Frontier
Generic Frontier implementation.
The SingleHostFrontier will only select URIs from the queues by
iterating over all available queues and added into a priority queue.
The priority is calculated based on the timestamp it should be crawled next.
In contrast to the spyder.core.sqlitequeues module, URIs in this module
are represented as spyder.thrift.gen.ttypes.CrawlUri.
-
class spyder.core.frontier.AbstractBaseFrontier(settings, log_handler, front_end_queues, prioritizer, unique_hash='sha1')[source]
A base class for implementing frontiers.
Basically this class provides the different general methods and
configuration parameters used for frontiers.
-
add_sink(sink)[source]
Add a sink to the frontier. A sink will be responsible for the long
term storage of the crawled contents.
-
add_uri(curi)[source]
Add the specified CrawlUri to the frontier.
next_date is a datetime object for the next time the uri should be
crawled.
Note: time based crawling is never strict, it is generally used as some
kind of prioritization.
-
close()[source]
Close the underlying frontend queues.
-
get_next()[source]
Return the next uri scheduled for crawling.
-
process_not_found(curi)[source]
Called when an URL was not found.
This could mean, that the URL has been removed from the server. If so,
do something about it!
Override this method in the actual frontier implementation.
-
process_redirect(curi)[source]
Called when there were too many redirects for an URL, or the site has
note been updated since the last visit.
In the latter case, update the internal uri and increase the priority
level.
-
process_server_error(curi)[source]
Called when there was some kind of server error.

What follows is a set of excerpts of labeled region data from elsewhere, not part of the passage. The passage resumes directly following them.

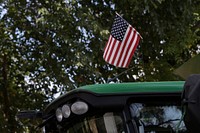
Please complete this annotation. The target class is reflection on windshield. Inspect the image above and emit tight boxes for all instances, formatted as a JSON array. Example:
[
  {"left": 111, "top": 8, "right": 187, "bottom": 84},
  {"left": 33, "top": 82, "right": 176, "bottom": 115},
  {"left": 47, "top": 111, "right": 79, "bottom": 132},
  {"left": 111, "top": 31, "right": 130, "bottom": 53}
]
[
  {"left": 61, "top": 112, "right": 125, "bottom": 133},
  {"left": 130, "top": 103, "right": 187, "bottom": 133}
]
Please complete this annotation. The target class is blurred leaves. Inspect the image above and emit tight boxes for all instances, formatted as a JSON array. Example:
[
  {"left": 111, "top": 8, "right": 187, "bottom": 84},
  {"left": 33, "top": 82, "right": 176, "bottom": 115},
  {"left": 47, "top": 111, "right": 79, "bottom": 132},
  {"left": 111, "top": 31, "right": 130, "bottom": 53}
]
[{"left": 0, "top": 0, "right": 200, "bottom": 132}]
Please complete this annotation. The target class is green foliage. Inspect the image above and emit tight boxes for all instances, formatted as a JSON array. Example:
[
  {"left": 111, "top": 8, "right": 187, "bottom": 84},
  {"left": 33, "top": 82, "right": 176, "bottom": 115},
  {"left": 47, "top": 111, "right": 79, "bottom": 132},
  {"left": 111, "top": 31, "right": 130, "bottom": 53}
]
[{"left": 0, "top": 0, "right": 200, "bottom": 132}]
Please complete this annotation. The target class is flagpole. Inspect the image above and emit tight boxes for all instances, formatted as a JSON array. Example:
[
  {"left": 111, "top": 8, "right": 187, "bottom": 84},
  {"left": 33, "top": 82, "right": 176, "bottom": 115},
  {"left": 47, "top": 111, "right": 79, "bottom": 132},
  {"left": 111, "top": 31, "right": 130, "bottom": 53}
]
[{"left": 107, "top": 66, "right": 134, "bottom": 83}]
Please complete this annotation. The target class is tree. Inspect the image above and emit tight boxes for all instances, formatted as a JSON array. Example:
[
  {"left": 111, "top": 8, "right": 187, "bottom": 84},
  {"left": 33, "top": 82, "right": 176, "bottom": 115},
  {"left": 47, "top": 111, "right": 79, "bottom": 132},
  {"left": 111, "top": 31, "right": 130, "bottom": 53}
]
[{"left": 0, "top": 0, "right": 200, "bottom": 132}]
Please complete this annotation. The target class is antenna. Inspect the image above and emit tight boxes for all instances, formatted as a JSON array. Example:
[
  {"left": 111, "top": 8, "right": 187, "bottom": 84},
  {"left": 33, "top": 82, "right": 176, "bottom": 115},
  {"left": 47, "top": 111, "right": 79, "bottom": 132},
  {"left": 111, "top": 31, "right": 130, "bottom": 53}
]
[{"left": 107, "top": 66, "right": 134, "bottom": 83}]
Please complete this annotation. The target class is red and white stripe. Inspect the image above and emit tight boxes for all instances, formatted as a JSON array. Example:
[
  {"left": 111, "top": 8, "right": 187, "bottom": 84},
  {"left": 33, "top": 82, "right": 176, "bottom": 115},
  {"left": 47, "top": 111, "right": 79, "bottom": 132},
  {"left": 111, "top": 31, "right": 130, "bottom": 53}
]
[{"left": 103, "top": 25, "right": 140, "bottom": 67}]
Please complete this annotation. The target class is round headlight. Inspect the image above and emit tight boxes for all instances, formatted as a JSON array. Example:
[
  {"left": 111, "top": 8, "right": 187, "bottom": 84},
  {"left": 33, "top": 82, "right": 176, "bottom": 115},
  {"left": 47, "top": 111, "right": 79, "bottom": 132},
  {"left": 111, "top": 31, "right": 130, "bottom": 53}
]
[
  {"left": 56, "top": 108, "right": 63, "bottom": 122},
  {"left": 71, "top": 101, "right": 88, "bottom": 115},
  {"left": 62, "top": 104, "right": 71, "bottom": 118}
]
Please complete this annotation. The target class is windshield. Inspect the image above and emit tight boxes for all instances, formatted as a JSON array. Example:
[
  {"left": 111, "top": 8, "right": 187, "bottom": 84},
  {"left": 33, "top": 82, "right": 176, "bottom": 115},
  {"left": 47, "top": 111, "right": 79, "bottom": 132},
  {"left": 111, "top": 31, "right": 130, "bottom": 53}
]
[
  {"left": 60, "top": 112, "right": 125, "bottom": 133},
  {"left": 130, "top": 103, "right": 187, "bottom": 133}
]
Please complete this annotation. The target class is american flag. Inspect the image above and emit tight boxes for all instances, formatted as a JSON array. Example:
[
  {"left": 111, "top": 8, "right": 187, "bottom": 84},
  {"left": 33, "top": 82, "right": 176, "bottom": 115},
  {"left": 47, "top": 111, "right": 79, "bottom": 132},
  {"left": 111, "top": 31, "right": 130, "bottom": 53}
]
[{"left": 103, "top": 14, "right": 141, "bottom": 68}]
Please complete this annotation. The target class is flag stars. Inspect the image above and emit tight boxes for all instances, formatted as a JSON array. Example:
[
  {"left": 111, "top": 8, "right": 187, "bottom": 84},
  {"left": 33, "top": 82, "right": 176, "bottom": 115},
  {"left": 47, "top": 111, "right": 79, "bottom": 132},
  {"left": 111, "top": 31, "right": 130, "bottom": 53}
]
[{"left": 111, "top": 15, "right": 129, "bottom": 41}]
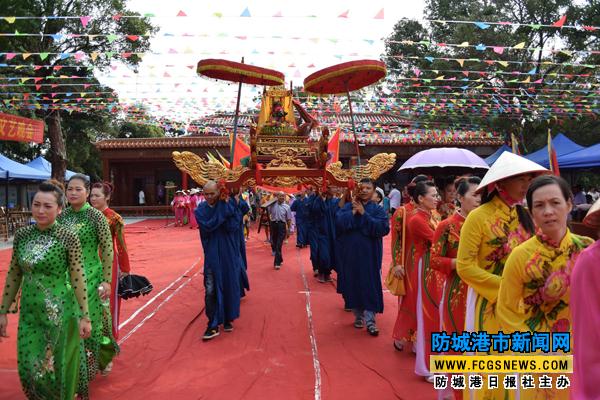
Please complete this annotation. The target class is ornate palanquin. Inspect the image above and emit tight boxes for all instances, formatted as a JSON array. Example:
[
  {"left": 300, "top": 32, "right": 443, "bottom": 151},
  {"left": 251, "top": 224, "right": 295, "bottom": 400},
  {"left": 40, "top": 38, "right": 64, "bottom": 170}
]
[{"left": 173, "top": 88, "right": 396, "bottom": 187}]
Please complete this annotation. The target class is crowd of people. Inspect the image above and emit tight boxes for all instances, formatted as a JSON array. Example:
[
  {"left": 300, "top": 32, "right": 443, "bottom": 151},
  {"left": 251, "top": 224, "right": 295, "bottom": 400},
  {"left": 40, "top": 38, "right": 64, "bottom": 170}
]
[
  {"left": 0, "top": 174, "right": 130, "bottom": 400},
  {"left": 0, "top": 152, "right": 600, "bottom": 399}
]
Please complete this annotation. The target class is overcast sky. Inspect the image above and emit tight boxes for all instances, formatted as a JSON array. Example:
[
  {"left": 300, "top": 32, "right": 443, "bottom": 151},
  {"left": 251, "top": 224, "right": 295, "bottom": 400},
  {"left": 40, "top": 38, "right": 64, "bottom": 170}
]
[{"left": 100, "top": 0, "right": 424, "bottom": 126}]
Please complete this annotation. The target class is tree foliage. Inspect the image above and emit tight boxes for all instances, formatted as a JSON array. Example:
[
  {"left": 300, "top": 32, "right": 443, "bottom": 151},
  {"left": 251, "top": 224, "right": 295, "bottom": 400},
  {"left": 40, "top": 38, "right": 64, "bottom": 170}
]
[{"left": 0, "top": 0, "right": 157, "bottom": 179}]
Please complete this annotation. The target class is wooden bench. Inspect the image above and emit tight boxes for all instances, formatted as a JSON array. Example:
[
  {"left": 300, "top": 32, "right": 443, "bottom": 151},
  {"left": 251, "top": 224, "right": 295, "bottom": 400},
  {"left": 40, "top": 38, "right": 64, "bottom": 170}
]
[{"left": 111, "top": 206, "right": 173, "bottom": 217}]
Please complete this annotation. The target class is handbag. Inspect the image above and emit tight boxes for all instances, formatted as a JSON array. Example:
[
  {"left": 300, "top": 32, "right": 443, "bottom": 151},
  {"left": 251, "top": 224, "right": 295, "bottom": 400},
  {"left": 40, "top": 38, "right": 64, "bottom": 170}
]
[
  {"left": 384, "top": 209, "right": 406, "bottom": 296},
  {"left": 119, "top": 275, "right": 153, "bottom": 300}
]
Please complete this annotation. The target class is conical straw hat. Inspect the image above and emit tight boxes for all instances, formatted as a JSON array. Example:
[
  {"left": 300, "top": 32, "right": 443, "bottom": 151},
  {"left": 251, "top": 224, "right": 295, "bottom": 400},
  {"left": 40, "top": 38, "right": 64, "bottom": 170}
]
[
  {"left": 477, "top": 151, "right": 550, "bottom": 192},
  {"left": 583, "top": 200, "right": 600, "bottom": 228}
]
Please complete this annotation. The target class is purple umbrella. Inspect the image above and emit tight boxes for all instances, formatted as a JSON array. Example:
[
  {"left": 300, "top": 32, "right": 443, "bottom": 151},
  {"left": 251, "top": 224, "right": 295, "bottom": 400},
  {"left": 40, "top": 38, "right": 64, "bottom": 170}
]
[{"left": 398, "top": 147, "right": 490, "bottom": 171}]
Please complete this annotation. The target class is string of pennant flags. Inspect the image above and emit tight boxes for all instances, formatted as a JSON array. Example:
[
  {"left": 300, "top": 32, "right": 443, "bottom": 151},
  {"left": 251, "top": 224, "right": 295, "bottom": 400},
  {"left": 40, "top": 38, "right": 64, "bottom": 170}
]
[
  {"left": 0, "top": 7, "right": 600, "bottom": 130},
  {"left": 0, "top": 7, "right": 600, "bottom": 32}
]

Override this method in the actual frontier implementation.
-
process_successful_crawl(curi)[source]
Called when an URI has been crawled successfully.
curi is a CrawlUri
-
update_uri(curi)[source]
Update a given uri.
-
class spyder.core.frontier.MultipleHostFrontier(settings, log_handler)[source]
A Frontier for crawling many hosts simultaneously.
-
get_next()[source]
Get the next URI that is ready to be crawled.
-
process_not_found(curi)[source]
The page does not exist anymore!
-
process_redirect(curi)[source]
There was a redirect.
-
process_server_error(curi)[source]
Punish any server errors in the budget for this queue.
-
process_successful_crawl(curi)[source]
Crawling was successful, now update the politeness rules.
-
class spyder.core.frontier.SingleHostFrontier(settings, log_handler)[source]
A frontier for crawling a single host.
-
get_next()[source]
Get the next URI.
Only return the next URI if we have waited enough.
-
process_successful_crawl(curi)[source]
Add the timebased politeness to this frontier.